With the temperatures in town remaining high well into the night, the Daily Wenzel office has been running showings of Dean Martin's satirical espionage series, Matt Helm. While based on the hard-edged novels by Donald Hamilton, Martin & Co. brought a decidely lighter atmosphere, infusing them with the same pop sensibilities as Adam West's Batman. Likewise, just as one can only watch so much Batman, four nights of Matt Helm left a few of us longing for weighty fare.
However, aside from acting as a license to break out the cocktails and 1960s loungewear, Matt Helm also provided a window to some particular behaviours that we would often like to think we have outgrown. For starters Dean Martin and friends were widely known as rampant alocholics, and often played up this angle during performances. Thus, Martin, as Helm, is constantly drinking, frequently while driving. While this is obvious meant as self-parody, given our current attitudes towards drunk driving, we wonder if these scenes would even be allowed. Another rather startling facet of the Matt Helm movies is the blatant objectification of women as sex objects.
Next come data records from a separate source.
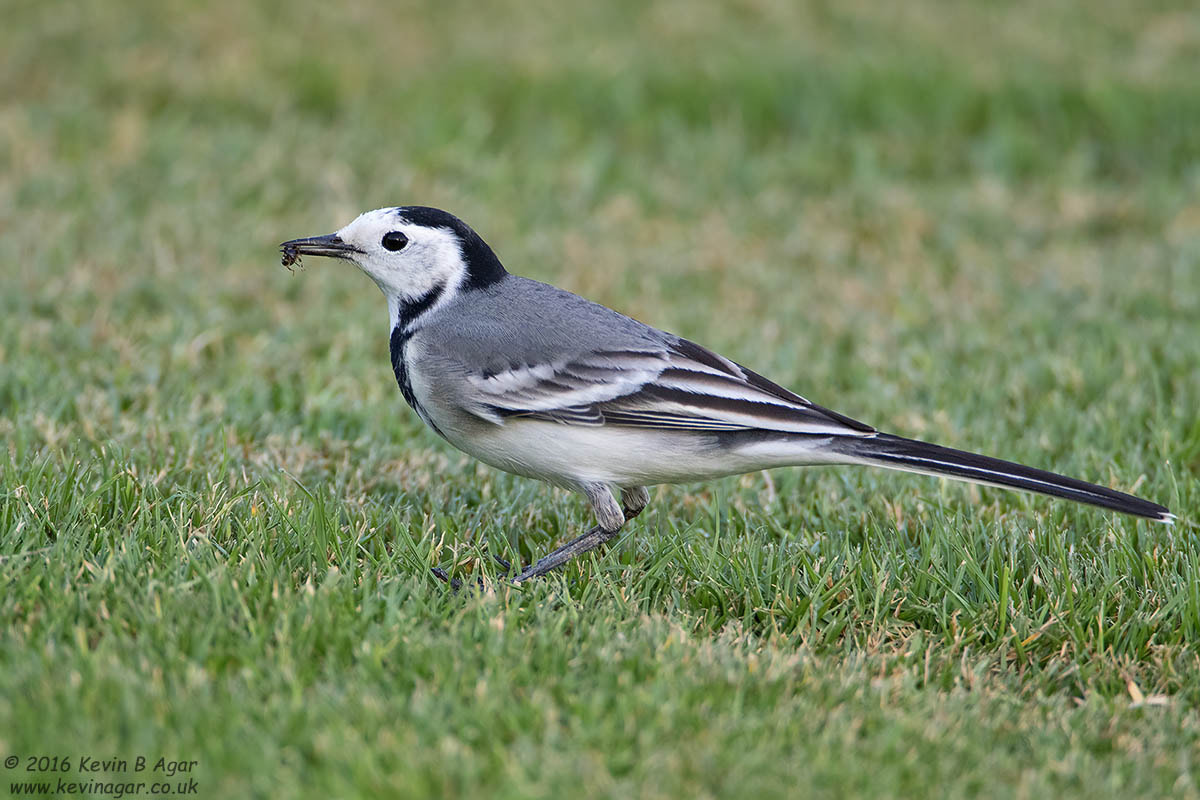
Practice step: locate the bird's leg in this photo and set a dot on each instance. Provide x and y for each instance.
(611, 517)
(634, 499)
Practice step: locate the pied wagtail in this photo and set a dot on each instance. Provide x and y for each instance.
(541, 383)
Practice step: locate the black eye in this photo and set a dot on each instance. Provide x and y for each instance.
(394, 240)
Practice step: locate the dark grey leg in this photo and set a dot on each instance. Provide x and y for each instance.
(611, 517)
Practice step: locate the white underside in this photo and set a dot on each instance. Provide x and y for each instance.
(574, 456)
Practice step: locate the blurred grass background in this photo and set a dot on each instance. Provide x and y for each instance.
(958, 221)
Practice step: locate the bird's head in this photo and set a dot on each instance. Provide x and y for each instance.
(413, 253)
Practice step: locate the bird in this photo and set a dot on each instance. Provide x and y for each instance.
(541, 383)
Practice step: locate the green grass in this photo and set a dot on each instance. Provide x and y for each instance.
(964, 223)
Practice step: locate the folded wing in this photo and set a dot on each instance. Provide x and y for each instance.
(678, 386)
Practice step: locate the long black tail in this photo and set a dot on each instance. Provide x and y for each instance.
(897, 452)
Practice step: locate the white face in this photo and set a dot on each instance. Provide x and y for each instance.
(426, 258)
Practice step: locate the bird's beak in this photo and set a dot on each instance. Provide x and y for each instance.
(331, 246)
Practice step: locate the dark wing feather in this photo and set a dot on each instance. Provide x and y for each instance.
(682, 386)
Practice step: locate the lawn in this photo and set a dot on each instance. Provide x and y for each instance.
(961, 222)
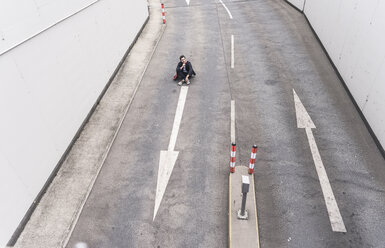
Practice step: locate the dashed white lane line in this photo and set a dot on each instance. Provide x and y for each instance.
(304, 121)
(228, 11)
(232, 51)
(232, 121)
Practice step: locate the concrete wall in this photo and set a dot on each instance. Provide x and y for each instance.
(56, 57)
(353, 34)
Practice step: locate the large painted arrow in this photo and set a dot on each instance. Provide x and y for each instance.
(304, 121)
(168, 158)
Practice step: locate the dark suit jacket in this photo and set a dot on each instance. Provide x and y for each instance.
(189, 68)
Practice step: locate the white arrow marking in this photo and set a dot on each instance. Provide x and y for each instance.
(168, 158)
(304, 121)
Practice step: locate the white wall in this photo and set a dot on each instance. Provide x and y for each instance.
(353, 33)
(49, 83)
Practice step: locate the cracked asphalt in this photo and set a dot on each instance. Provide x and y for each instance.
(275, 52)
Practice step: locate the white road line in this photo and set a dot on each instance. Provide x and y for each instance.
(168, 158)
(232, 121)
(178, 117)
(228, 11)
(335, 217)
(304, 121)
(232, 51)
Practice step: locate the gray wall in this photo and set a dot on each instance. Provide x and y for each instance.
(353, 34)
(56, 57)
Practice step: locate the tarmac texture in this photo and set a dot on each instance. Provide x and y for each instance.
(275, 52)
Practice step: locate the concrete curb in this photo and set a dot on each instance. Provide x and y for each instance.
(55, 217)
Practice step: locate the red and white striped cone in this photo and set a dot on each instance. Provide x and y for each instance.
(163, 14)
(232, 157)
(252, 159)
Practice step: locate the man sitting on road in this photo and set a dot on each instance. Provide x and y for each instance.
(184, 71)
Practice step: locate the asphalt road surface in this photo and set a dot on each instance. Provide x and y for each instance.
(275, 52)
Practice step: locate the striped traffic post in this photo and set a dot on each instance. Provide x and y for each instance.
(232, 158)
(163, 14)
(252, 159)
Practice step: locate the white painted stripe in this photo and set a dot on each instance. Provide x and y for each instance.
(228, 11)
(178, 117)
(232, 121)
(232, 51)
(331, 204)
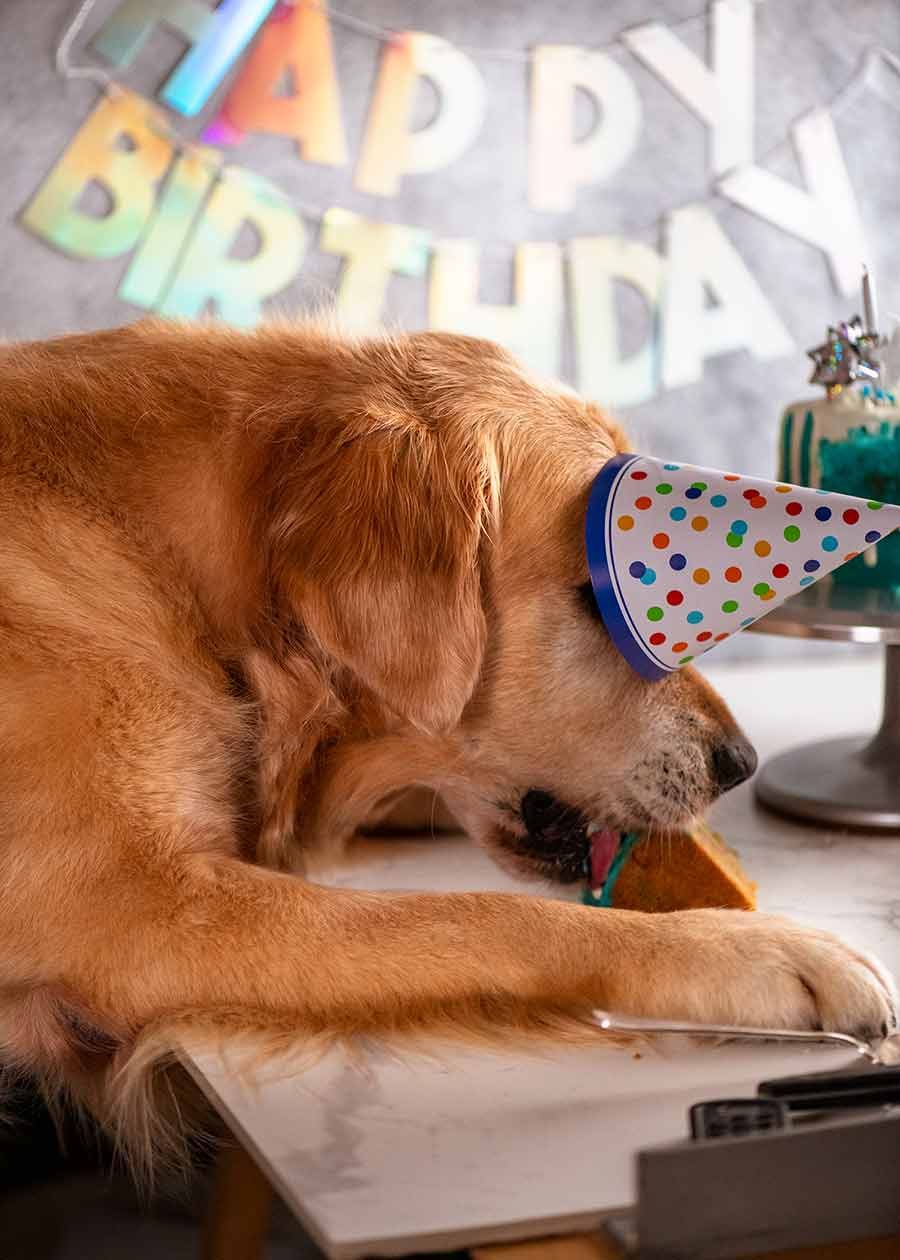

Again, parody is a function here, as the movies are filmed during the heyday of feminism and are meant to lampoon the womanizing of James Bond, altough Martin's own reputation as a member of the doll-chasing Rat Pack, highlights the aspect of self-parody.
In case our ramblings have you thinking that we were taking things a little too serious, the Matt Helm movies, with Dean Martin as the womanizing fashion photographer turned superspy, was of course the inspiration for Austin Powers, with Mike Myers effectively capturing the tongue-in-cheek whimsy of the original.